Channel 2 Action News’ veteran evening anchor John Pruitt announced today that he will retire at the end of the year.
Pruitt, the longest-serving anchor in Atlanta, has been a familiar, iconic broadcast personality. He joined Channel 2 in 1964 and became an evening anchor in 1973. He left for WXIA-TV in 1978 but returned to Channel 2 in 1994 and has been there ever since alongside Monica Pearson.
The move had not been unexpected. Pruitt presently anchors the 6 p.m. news, having relinquished the 5 p.m. and 11 p.m. slots to his successor Justin Farmer. Farmer will take over the 6 p.m. program starting early next year.
Pearson, who said she’s going to retire in July, 2012, called him “irreplaceable. Nobody has the institutional knowledge that John has about politics in Georgia. He’s a newsman’s newsman.”
Pruitt is the longest-running on-air news anchor in Atlanta. But at age 68, he said it was the right time to leave. Though he talked about retirement 18 months ago, he said he had no issue staying so Channel 2 could have a smoother transition.
“I’ve got five grandchildren,” he said, “and soon to have six. But I don’t plan to be a man of leisure.”
According to Channel 2, Pruitt will continue to do special assignments covering politics and hosting “Georgia’s Hidden Treasures” as well as taking part in the station’s community events.

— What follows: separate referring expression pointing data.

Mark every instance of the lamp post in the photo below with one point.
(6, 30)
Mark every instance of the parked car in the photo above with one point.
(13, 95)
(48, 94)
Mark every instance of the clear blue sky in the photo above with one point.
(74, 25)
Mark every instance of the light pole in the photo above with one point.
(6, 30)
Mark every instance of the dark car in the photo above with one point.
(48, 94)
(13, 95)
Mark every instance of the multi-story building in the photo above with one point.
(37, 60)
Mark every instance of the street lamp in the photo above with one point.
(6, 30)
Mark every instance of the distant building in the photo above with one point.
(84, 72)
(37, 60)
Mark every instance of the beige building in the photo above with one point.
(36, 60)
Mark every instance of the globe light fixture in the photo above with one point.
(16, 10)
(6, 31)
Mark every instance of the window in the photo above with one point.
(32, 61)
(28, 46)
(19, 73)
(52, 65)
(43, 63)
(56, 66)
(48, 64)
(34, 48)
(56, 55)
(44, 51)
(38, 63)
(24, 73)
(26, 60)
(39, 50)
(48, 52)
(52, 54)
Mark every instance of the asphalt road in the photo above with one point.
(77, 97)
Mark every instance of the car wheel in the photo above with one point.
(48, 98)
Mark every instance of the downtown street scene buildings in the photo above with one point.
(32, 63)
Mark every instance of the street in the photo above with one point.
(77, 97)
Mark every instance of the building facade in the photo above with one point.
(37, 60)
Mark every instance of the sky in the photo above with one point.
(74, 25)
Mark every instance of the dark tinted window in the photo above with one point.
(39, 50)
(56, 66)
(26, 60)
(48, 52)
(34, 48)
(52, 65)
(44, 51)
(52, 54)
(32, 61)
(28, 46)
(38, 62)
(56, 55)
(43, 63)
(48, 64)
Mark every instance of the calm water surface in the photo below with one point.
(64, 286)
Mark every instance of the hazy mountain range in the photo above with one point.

He said he’s proud of how he was able to build trust with viewers over the years in a way that helped Channel 2 cement itself as top local news station in the ratings. He also couldn’t deny the chemistry he and Pearson possessed.

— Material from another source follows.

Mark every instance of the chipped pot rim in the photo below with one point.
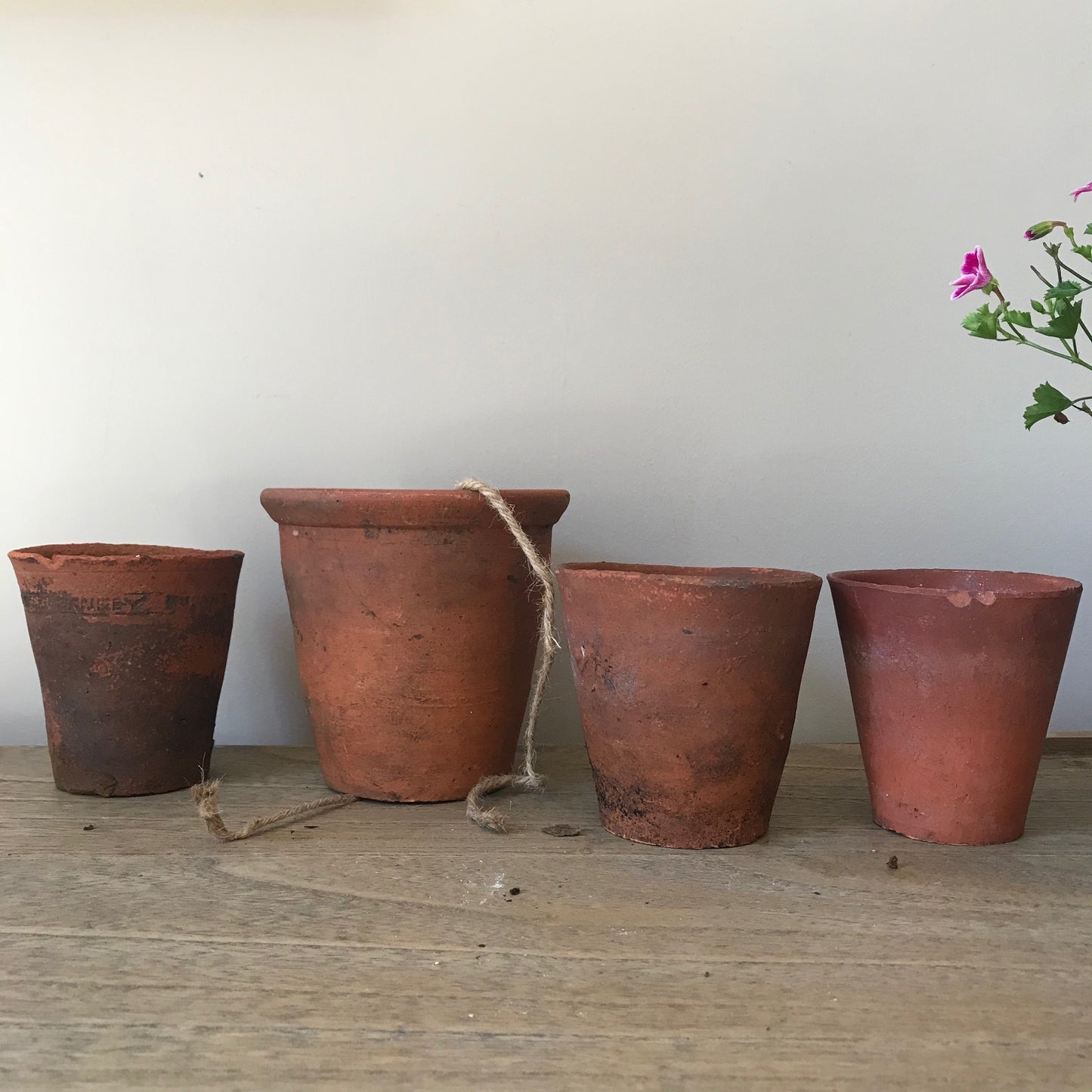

“He has a natural authority about him,” Pearson said. “I’m more folksy.”
Chuck Dowdle, a sports anchor at Channel 2 from 1985 to 2009, recalled a few years ago when a reporter uttered an expletive on the air. Viewers, Dowdle said, started inundating the station with calls, infuriated.
“Then John apologized on the air for what happened,” Dowdle recalled. “He did it with such skill and eloquence that not only did the screaming phone calls stop but people began saying, ‘I sure hope you don’t punish that reporter!’ ”
Pearson said when she arrived in 1975, she was Atlanta’s first black and female evening anchor. “The phone calls were horrible,” she recalled. “People were awful. But John not only supported me but was very strong about helping me get my foot in the door. The man doesn’t have a jealous or mean bone in his body.”
When news director Marian Pittman arrived as a 6 p.m. producer in 1995, she said Pruitt was right there “with open arms. He helped me get used to the market. He set a great example. I can’t imagine the newsroom without him.”
Off air, Pearson said, Pruitt actually has a “wicked sense of humor. What you see on air is not what you see off air.” He loves to fly fish, play with his grandchildren and help his dogs deliver puppies, she said. He is also very active in charitable groups, including the Juvenile Diabetes Research Foundation and Literacy Action.
“You will not find a finer human being,” Dowdle said, “a man who loves this city more, a man who loves his family more, a man who cares about the craft he practices. When I walked through those double doors into the studio and John Pruitt was there, there was always a sense everything is fine.”